The compile and link flags are:

-O3  -xHost -DMKL_ILP64 -I${MKLROOT}/include

And for link:

-Wl,--start-group ${MKLROOT}/lib/intel64/libmkl_intel_ilp64.a ${MKLROOT}/lib/intel64/libmkl_sequential.a ${MKLROOT}/lib/intel64/libmkl_core.a -Wl,--end-group -lpthread -lm -ldl

I also using Vtune to check the computing. It shows the time consuming of vdExp is almost equal the for...loop of serial part. The source code and Makefile are found in the tar package. The OS is Centos 7.3

I don't understand why the VM library runs so slowly. Is there anything wrong with the FLAGS or codes?




0 Kudos
3 Replies

What is the problem size?  Please check with the latest MKL 2019 u1. 

>> the calculation which using for ... loop is more efficiency than use the VM library of MKL.

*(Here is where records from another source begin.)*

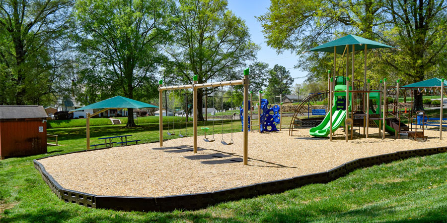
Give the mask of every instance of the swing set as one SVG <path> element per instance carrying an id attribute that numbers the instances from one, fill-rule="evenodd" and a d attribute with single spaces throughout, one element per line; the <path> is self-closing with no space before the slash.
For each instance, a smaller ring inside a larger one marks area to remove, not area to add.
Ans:
<path id="1" fill-rule="evenodd" d="M 181 89 L 192 89 L 193 90 L 193 123 L 194 123 L 194 153 L 197 153 L 197 89 L 199 88 L 209 88 L 209 87 L 221 87 L 223 89 L 223 87 L 224 86 L 231 86 L 231 106 L 232 106 L 232 86 L 233 85 L 243 85 L 244 86 L 244 103 L 243 103 L 243 107 L 244 107 L 244 120 L 243 120 L 243 164 L 244 165 L 246 165 L 248 164 L 248 83 L 249 83 L 249 79 L 248 79 L 248 74 L 249 74 L 249 69 L 247 68 L 244 70 L 244 79 L 238 80 L 232 80 L 229 81 L 221 81 L 219 82 L 212 82 L 212 83 L 206 83 L 203 84 L 198 84 L 197 83 L 197 79 L 198 76 L 197 75 L 195 75 L 193 77 L 193 84 L 189 84 L 189 85 L 177 85 L 177 86 L 166 86 L 163 87 L 163 81 L 160 80 L 158 81 L 158 91 L 159 91 L 159 105 L 160 107 L 160 110 L 162 111 L 162 105 L 163 105 L 163 91 L 167 91 L 167 90 L 181 90 Z M 205 97 L 206 96 L 206 93 L 205 94 Z M 186 97 L 186 94 L 185 94 Z M 222 103 L 223 105 L 223 100 L 222 100 Z M 186 100 L 185 100 L 186 101 Z M 213 100 L 213 107 L 214 105 L 214 100 Z M 205 103 L 205 107 L 207 107 L 207 105 L 206 105 L 206 102 Z M 167 105 L 167 104 L 166 104 Z M 166 108 L 166 111 L 167 109 Z M 207 112 L 206 111 L 206 112 Z M 167 112 L 166 112 L 166 114 Z M 186 114 L 187 115 L 187 114 Z M 214 121 L 215 119 L 216 112 L 215 112 L 214 113 L 213 116 L 213 138 L 211 139 L 208 139 L 206 137 L 206 133 L 210 129 L 209 127 L 206 127 L 206 121 L 205 121 L 205 126 L 201 128 L 202 129 L 204 133 L 205 133 L 205 135 L 204 137 L 204 140 L 205 142 L 214 142 L 215 139 L 214 138 Z M 183 115 L 182 115 L 183 116 Z M 181 125 L 181 120 L 180 119 L 180 124 Z M 227 143 L 225 141 L 224 139 L 224 125 L 223 125 L 223 120 L 222 121 L 222 138 L 221 141 L 221 143 L 225 145 L 231 145 L 234 143 L 233 141 L 233 118 L 231 118 L 231 141 L 230 142 Z M 174 121 L 173 120 L 173 126 L 174 125 Z M 159 116 L 159 126 L 160 126 L 160 146 L 163 146 L 163 112 L 160 112 Z M 174 127 L 175 128 L 175 127 Z M 175 134 L 174 132 L 170 133 L 169 131 L 169 121 L 168 121 L 168 135 L 173 135 Z M 169 134 L 170 134 L 170 135 Z M 179 136 L 181 134 L 180 133 L 179 133 Z M 182 136 L 180 136 L 182 137 Z"/>

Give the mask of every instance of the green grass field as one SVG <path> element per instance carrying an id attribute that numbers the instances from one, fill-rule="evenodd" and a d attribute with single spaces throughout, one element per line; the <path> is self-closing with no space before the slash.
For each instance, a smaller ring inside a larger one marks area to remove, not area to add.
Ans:
<path id="1" fill-rule="evenodd" d="M 290 118 L 284 120 L 287 127 Z M 240 128 L 239 122 L 233 124 L 235 129 Z M 188 126 L 190 135 L 191 124 Z M 202 125 L 199 123 L 199 126 Z M 92 126 L 92 142 L 99 142 L 97 138 L 100 137 L 124 134 L 133 134 L 132 139 L 143 142 L 158 140 L 156 123 L 140 125 L 133 129 L 124 128 L 124 125 Z M 221 130 L 221 126 L 215 127 L 216 131 Z M 230 122 L 225 121 L 224 129 L 229 132 Z M 0 161 L 0 222 L 445 222 L 447 220 L 447 153 L 358 169 L 327 184 L 309 185 L 280 194 L 221 203 L 196 211 L 140 213 L 88 209 L 59 200 L 32 163 L 35 159 L 85 149 L 85 127 L 48 131 L 59 135 L 59 143 L 63 146 L 49 147 L 48 154 Z M 177 135 L 164 137 L 173 138 Z"/>

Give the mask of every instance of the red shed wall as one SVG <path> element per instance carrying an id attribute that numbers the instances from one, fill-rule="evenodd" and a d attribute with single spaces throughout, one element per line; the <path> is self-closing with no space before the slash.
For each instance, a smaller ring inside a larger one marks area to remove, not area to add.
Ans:
<path id="1" fill-rule="evenodd" d="M 1 159 L 47 153 L 47 125 L 42 119 L 0 120 Z M 39 126 L 43 132 L 39 132 Z"/>

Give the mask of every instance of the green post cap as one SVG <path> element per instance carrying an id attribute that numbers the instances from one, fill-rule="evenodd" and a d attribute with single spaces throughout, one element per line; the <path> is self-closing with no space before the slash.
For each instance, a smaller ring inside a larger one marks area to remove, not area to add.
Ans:
<path id="1" fill-rule="evenodd" d="M 245 70 L 244 70 L 244 76 L 248 75 L 248 73 L 249 73 L 249 72 L 250 72 L 250 68 L 249 68 L 249 68 L 247 68 L 247 69 L 245 69 Z"/>

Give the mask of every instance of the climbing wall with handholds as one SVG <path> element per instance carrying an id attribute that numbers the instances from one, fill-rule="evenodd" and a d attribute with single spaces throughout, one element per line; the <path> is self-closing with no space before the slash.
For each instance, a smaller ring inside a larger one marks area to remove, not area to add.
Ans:
<path id="1" fill-rule="evenodd" d="M 267 132 L 276 132 L 279 131 L 276 125 L 279 124 L 281 119 L 280 107 L 276 105 L 273 108 L 268 108 L 269 101 L 264 99 L 261 100 L 261 110 L 262 114 L 261 115 L 261 132 L 264 131 Z M 270 112 L 273 112 L 271 114 Z"/>
<path id="2" fill-rule="evenodd" d="M 251 102 L 250 102 L 250 100 L 248 100 L 248 108 L 251 108 L 251 106 L 250 106 L 250 105 L 251 105 Z M 242 131 L 244 131 L 244 109 L 243 109 L 243 108 L 244 108 L 244 102 L 242 102 L 242 108 L 241 108 L 240 106 L 239 107 L 239 110 L 240 112 L 239 115 L 239 116 L 240 116 L 240 123 L 242 123 Z M 250 111 L 250 110 L 249 110 L 248 111 Z M 250 123 L 251 123 L 251 122 L 250 121 L 250 120 L 251 119 L 251 117 L 250 115 L 248 115 L 248 131 L 249 132 L 250 131 L 250 129 L 251 129 L 250 126 Z"/>

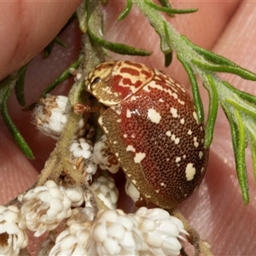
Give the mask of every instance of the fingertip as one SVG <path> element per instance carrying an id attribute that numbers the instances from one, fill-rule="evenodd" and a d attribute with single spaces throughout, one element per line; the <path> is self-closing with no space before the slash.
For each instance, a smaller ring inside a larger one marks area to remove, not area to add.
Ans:
<path id="1" fill-rule="evenodd" d="M 27 63 L 60 32 L 80 1 L 1 4 L 0 79 Z"/>

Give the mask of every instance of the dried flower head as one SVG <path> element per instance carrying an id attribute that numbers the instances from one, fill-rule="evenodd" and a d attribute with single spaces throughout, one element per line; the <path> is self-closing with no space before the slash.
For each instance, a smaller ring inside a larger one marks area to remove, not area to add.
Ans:
<path id="1" fill-rule="evenodd" d="M 40 236 L 46 230 L 53 230 L 71 215 L 72 201 L 63 189 L 53 181 L 47 181 L 44 186 L 29 190 L 24 196 L 20 208 L 27 228 Z"/>
<path id="2" fill-rule="evenodd" d="M 57 140 L 71 113 L 68 98 L 63 96 L 47 95 L 41 98 L 32 113 L 32 123 L 44 134 Z M 79 122 L 74 137 L 83 136 L 85 131 L 84 118 Z"/>
<path id="3" fill-rule="evenodd" d="M 108 170 L 112 173 L 117 172 L 119 169 L 119 164 L 112 153 L 105 135 L 94 145 L 91 160 L 99 165 L 101 169 Z"/>
<path id="4" fill-rule="evenodd" d="M 28 244 L 26 222 L 15 206 L 0 206 L 0 255 L 19 255 Z"/>
<path id="5" fill-rule="evenodd" d="M 91 222 L 73 223 L 57 236 L 49 255 L 88 255 L 86 243 L 90 226 Z"/>
<path id="6" fill-rule="evenodd" d="M 113 177 L 100 176 L 93 182 L 91 186 L 94 188 L 97 196 L 108 208 L 116 208 L 119 190 Z"/>
<path id="7" fill-rule="evenodd" d="M 160 209 L 139 208 L 134 215 L 143 237 L 141 255 L 180 254 L 182 244 L 178 238 L 189 235 L 181 220 Z"/>
<path id="8" fill-rule="evenodd" d="M 121 210 L 101 210 L 87 241 L 87 255 L 138 255 L 142 233 L 133 216 Z"/>
<path id="9" fill-rule="evenodd" d="M 80 137 L 73 139 L 70 148 L 70 161 L 86 181 L 91 181 L 91 176 L 97 171 L 97 166 L 92 162 L 93 147 L 90 141 Z"/>

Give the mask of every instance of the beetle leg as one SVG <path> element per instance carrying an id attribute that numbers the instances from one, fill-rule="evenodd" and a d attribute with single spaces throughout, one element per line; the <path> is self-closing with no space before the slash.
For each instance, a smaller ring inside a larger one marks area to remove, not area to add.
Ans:
<path id="1" fill-rule="evenodd" d="M 135 207 L 137 208 L 148 207 L 148 203 L 144 197 L 142 196 L 142 195 L 140 195 L 139 199 L 135 202 Z"/>
<path id="2" fill-rule="evenodd" d="M 84 105 L 82 103 L 77 103 L 72 107 L 72 110 L 77 114 L 83 114 L 85 112 L 98 112 L 98 107 L 90 107 L 88 105 Z"/>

 actually, in the case of loops, svml implementation of these functions would be called and for short and medium problems, we expect the SVML performance would be better.



Thanks for your reply.

The size is big, I think. There are two loops.

for(i=0;i<30000; i++)

    for(j=0;j<100000; j++)

So it is 30000x100000 = 3e9.

If the for ... loop codes runs slower than which use svml, it is only in this case, to compile the codes by gcc with MKL.



The VML version of your code is memory bound, which is why you see no difference in performance for HA/LA/EP modes.  You would need to rearrange the VML version of the code to be cache-blocked to have better performance -- try tests with smaller values of nx to see how this matters.  For your inner loops to fit in L2 cache, you should limit nx to something like 10000 or less. 

The serial version of the code has much better memory utilization because it makes just one pass through the x and y_serial vectors for each pass of the outer loop.  The VML version also has to write and read the three temporary vectors.